Media Release: 11th December 2014
Abbot’s Forestry Council chair must reject ‘Age of entitlement’ for red gum loggers
Conservationists have urged Federal Forest Industry Advisory Council Chair Rob de Fegely to reject calls for logging in national parks, as he tours red gum forests in the NSW Riverina this week.
Despite Victoria withdrawing support for a controversial logging trial in the Barmah-Millewa forest this October, there have been ongoing calls for logging trials and full-scale commercial logging in national parks along the Murray River.
‘Proposals to throw open our iconic river red gum national parks for logging are environmentally destructive, politically divisive and economically irresponsible,’ said Friends of the Earth Community Campaigner, Will Mooney.
‘Over $90 million was paid out to the logging industry in 2010-12 to fund a transition out of logging in Australia’s last great red gum forests. Allowing the logging industry back into these areas represents a blatant waste of taxpayer’s money,’ Mr Mooney said.
‘The river red gum national parks of the Riverina are a crucial piece of natural infrastructure in a highly modified landscape. These Ramsar-listed wetland forests provide vital habitat for over 250 species of birds, native fish and reptiles including the threatened Superb Parrot, migratory birds and native fish. Logging trials proposed by the NSW government will damage these natural values and increase the risk of bush fire.’

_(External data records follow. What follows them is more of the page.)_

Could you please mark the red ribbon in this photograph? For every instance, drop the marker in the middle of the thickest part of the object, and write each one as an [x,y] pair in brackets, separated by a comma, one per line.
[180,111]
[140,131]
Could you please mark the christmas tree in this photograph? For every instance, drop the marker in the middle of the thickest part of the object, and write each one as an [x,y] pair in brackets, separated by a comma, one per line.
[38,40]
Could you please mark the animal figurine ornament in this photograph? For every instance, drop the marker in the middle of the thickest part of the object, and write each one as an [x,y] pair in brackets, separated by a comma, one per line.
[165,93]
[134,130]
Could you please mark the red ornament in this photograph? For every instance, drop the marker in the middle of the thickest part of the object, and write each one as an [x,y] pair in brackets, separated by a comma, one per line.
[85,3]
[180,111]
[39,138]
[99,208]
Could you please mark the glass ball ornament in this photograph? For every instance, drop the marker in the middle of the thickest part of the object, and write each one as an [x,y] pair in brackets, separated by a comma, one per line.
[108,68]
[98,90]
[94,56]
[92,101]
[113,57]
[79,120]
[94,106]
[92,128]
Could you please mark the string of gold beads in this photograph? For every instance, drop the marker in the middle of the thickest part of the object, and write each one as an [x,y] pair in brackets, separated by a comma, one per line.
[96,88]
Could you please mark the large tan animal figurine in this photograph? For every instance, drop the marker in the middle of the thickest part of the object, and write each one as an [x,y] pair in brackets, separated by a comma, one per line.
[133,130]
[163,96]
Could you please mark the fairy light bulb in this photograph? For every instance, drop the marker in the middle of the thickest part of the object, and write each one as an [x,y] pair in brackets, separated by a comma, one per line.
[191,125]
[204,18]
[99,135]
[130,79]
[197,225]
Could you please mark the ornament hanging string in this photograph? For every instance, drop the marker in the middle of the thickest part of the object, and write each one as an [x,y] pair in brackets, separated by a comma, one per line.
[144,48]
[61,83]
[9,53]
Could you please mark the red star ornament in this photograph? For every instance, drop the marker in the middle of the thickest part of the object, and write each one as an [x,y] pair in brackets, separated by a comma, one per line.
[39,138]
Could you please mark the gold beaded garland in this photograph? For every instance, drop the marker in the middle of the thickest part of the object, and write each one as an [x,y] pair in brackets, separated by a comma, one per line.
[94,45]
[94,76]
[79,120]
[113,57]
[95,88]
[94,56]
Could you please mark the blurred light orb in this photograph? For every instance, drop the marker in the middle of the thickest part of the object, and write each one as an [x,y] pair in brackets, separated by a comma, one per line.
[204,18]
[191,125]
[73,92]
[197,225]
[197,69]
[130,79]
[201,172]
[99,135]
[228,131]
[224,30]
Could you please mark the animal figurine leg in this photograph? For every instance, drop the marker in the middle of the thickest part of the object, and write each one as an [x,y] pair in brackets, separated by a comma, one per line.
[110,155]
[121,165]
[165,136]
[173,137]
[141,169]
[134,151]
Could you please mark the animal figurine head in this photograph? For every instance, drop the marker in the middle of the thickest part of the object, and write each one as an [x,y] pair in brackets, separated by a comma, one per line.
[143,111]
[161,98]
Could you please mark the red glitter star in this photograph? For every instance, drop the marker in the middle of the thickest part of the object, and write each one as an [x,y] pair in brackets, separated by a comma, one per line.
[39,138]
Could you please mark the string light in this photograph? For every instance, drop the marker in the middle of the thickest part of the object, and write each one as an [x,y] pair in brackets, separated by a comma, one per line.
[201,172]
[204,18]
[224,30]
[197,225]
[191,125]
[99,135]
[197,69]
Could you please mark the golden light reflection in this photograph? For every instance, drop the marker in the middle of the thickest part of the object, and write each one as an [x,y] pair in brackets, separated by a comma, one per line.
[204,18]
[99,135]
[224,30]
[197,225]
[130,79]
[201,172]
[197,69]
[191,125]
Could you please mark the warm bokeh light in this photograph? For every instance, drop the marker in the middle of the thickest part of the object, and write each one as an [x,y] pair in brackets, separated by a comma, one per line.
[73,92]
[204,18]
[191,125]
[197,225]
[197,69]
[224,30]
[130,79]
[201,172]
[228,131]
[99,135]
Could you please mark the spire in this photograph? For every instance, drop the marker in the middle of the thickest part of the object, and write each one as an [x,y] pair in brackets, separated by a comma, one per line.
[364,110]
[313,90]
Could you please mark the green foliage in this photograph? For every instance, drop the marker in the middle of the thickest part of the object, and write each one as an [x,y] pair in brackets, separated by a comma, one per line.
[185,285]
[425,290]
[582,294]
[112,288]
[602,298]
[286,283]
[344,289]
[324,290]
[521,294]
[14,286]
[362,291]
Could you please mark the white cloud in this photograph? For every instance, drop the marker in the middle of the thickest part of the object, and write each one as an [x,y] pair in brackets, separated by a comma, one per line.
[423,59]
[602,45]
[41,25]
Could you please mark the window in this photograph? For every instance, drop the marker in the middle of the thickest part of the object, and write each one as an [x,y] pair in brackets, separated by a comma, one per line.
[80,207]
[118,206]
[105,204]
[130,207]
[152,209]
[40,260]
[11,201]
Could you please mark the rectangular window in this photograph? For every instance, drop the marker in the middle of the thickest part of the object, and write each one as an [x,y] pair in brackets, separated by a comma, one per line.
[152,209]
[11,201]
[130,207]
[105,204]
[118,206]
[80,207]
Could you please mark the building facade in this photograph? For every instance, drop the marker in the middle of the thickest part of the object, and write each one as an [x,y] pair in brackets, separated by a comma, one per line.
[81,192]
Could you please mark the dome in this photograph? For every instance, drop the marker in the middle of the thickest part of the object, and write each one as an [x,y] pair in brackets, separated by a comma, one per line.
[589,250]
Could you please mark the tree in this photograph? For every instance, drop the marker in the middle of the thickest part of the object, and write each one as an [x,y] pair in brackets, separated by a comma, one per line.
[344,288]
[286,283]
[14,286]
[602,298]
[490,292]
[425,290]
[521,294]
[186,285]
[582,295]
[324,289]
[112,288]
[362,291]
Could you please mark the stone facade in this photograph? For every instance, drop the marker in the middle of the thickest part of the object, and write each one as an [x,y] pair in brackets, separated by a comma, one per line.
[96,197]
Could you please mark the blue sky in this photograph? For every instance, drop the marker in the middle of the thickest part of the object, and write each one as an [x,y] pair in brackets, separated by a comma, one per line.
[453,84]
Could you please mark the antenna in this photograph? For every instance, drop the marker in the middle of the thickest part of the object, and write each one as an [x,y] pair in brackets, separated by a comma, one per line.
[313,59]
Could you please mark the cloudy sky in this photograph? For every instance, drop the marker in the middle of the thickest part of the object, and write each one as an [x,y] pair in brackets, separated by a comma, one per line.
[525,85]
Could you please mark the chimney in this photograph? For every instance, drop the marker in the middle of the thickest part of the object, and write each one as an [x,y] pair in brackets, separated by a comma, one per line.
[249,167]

‘Our national parks need funding, not logging. We urge Mr de Fegely to stand by his support for national parks and resist perverse calls for logging in these important areas.’
‘The Australian forestry sector should be moving towards a smarter, sustainable approach, not turning back the clock to allow destructive logging of Australia’s last great red gum forests.’
‘As the Abbot Government’s failed attempt to de-list parts of the Tasmanian World Heritage Area demonstrated, State and Federal governments risk public condemnation and international embarrassment if they seek to overturn protection of Australia’s iconic forests and wetlands,’ Mr Mooney said.